Learning Objective 2.2

  • Identifying Risks: Important to classify risks found at both entity and process levels.

  • Internal Risks: Arise during normal operations, often preventable through careful management.

  • External Risks: Originating outside the company; often unpredictable but can be prepared for.

Internal Risk Categories

  • Operational Risk: Related to internal procedures.

  • Financial Risk: Concerns regarding financial practices or market conditions.

  • Reputational Risk: Risks to public perception and brand reputation.

Examples of Risks

  • Reputational Risk: Social media can negatively influence a company's reputation.

  • Strategic Risk: For example, Blockbuster's missed opportunity to acquire Netflix.

Types of Risk Table

  • Internal Risks:

    • Operational risks (e.g., technology interruptions)

    • Financial risks (e.g., failed investments)

    • Reputational risks (e.g., negative press)

  • External Risks:

    • Compliance risks (e.g., regulatory fines)

    • Strategic risks (e.g., competitive disadvantages)

    • Physical risks (e.g., natural disasters)

Risk Inventory

  • A risk inventory categorizes and lists all recognized risks.

  • Entity-wide risk inventories assist in mapping to goals and processes.

Learning Objective 2.3: Risk Quantification

Assessing Risk Severity

  • Crucial for businesses with limited resources to prioritize risks effectively.

  • Likelihood and Impact: Measured on a scale from low to high to evaluate severity.

  • Risk Scores: Utilized to compare risks using qualitative and quantitative methods.

Creating Risk Matrices

  • Risk matrices, like heat maps, visually represent the prioritization of risks based on scores.

Learning Objective 2.4: Risk Responses

Risk Management Strategies

  • Addressing risks requires decision-making and critical thinking skills.

  • Risk Appetite: The amount of risk a company is willing to assume.

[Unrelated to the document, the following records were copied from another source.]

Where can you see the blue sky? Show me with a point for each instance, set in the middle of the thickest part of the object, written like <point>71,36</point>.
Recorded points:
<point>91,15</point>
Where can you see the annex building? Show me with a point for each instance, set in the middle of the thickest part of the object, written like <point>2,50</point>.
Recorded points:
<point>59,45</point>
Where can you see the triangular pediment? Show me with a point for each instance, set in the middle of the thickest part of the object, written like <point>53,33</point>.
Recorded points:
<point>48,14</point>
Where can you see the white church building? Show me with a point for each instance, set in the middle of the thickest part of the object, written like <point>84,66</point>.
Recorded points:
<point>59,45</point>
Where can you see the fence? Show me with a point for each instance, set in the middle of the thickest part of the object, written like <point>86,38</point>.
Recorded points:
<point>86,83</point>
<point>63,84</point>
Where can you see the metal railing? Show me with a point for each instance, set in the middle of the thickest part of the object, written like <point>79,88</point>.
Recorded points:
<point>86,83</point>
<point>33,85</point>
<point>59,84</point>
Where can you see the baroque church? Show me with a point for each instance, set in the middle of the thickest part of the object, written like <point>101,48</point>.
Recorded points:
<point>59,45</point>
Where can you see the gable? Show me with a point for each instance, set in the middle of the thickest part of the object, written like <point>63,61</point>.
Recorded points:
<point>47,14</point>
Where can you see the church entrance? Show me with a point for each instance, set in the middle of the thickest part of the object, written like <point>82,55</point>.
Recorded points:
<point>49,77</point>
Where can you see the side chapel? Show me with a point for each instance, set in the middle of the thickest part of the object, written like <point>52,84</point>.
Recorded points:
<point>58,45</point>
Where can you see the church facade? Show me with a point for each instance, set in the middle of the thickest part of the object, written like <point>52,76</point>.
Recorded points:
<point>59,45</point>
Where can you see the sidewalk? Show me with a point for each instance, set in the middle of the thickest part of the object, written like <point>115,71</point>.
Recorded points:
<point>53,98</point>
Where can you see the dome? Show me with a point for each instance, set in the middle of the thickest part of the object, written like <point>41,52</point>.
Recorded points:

Traditional Risk Responses

  • Accept: Acknowledge the risk without action.

  • Mitigate: Reduce the impact through preventative measures.

  • Transfer: Shift risk to a third party (e.g., insurance).

  • Avoid: Eliminate the risk by changing operations.

Risk Evaluation Terminology

  • Inherent Risk: The natural level of risk without interventions.

  • Residual Risk: Remaining risk after interventions are applied.

Conclusion

  • Businesses must effectively identify, classify, prioritize, and respond to various risks to ensure sustainable operations and risk management.